这里的坑在于,数据库 schema 的初始化脚本不能无限次重复执行,这违背了 Puppet 的幂等性原则。一个常见的错误是直接使用 exec 资源来运行 .sql 文件。
我们的解决方案是利用 exec 的 unless 或 creates 参数来保证幂等性。
manifests/profile/mariadb_server.pp:
# Class: profile::mariadb_server
# Description: Manages the MariaDB server for the online feature store.
#
class profile::mariadb_server {
# 1. Install MariaDB server and client packages
package { ['mariadb-server', 'mariadb-client']:
ensure => installed,
}
# 2. Manage the service, ensure it's running and enabled
service { 'mariadb':
ensure => running,
enable => true,
require => Package['mariadb-server'],
}
# 3. Deploy a production-ready configuration file from a template.
# This allows us to manage critical parameters like innodb_buffer_pool_size
# via Hiera data.
file { '/etc/my.cnf.d/server.cnf':
ensure => file,
owner => 'root',
group => 'root',
mode => '0644',
content => template('profile/my.cnf.d/server.cnf.erb'),
notify => Service['mariadb'], # Restart service on config change
}
# 4. Initialize the database and user.

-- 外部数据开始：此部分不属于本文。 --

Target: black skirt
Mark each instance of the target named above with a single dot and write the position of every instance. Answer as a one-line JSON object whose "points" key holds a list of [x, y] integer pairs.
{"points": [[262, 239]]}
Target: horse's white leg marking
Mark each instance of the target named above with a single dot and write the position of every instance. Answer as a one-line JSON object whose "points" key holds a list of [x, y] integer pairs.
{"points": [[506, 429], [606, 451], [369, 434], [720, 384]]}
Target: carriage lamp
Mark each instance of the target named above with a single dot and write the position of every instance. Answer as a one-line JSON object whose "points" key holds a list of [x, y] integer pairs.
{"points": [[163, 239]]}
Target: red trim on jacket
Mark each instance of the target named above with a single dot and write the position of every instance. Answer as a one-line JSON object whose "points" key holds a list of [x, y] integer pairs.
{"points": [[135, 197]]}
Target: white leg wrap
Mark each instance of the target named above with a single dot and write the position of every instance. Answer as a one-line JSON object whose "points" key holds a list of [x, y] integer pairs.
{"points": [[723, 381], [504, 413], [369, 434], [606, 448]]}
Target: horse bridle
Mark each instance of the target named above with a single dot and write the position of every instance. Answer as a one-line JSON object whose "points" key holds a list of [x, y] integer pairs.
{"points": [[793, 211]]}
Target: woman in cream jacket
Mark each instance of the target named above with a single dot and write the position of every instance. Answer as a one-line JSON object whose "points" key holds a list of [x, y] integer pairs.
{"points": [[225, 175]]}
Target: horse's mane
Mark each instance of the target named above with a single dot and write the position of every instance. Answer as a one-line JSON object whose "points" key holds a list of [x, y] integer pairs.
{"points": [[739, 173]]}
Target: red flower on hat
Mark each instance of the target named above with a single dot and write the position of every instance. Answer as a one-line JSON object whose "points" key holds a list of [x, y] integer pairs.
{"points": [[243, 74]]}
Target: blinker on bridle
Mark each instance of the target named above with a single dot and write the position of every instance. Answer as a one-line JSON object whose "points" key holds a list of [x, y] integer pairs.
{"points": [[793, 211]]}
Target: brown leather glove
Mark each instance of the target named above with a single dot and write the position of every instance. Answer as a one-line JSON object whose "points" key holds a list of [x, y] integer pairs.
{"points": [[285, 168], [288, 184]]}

This is the critical part for idempotency.
# We create a "sentinel" file to track whether initialization has completed.
$db_name = 'feature_store_online'
$db_user = 'fs_user'
$db_password = sensitive('lookup_your_secret_here') # Use Hiera eyaml for secrets
$init_sql_path = '/opt/puppetlabs/puppet/cache/init_feature_store.sql'
$sentinel_file = "/var/lib/mysql/.puppet_db_initialized_${db_name}"
file { $init_sql_path:
ensure => file,
owner => 'root',
group => 'root',
mode => '0600',
content => epp('profile/init_feature_store.sql.epp', {
'db_name' => $db_name,
'db_user' => $db_user,
'db_password' => $db_password.unwrap,
}),
}
exec { 'initialize-feature-store-db':
command => "/usr/bin/mysql -u root < ${init_sql_path}",
path => ['/bin/', '/usr/bin/'],
# This command will only run if the sentinel file does not exist.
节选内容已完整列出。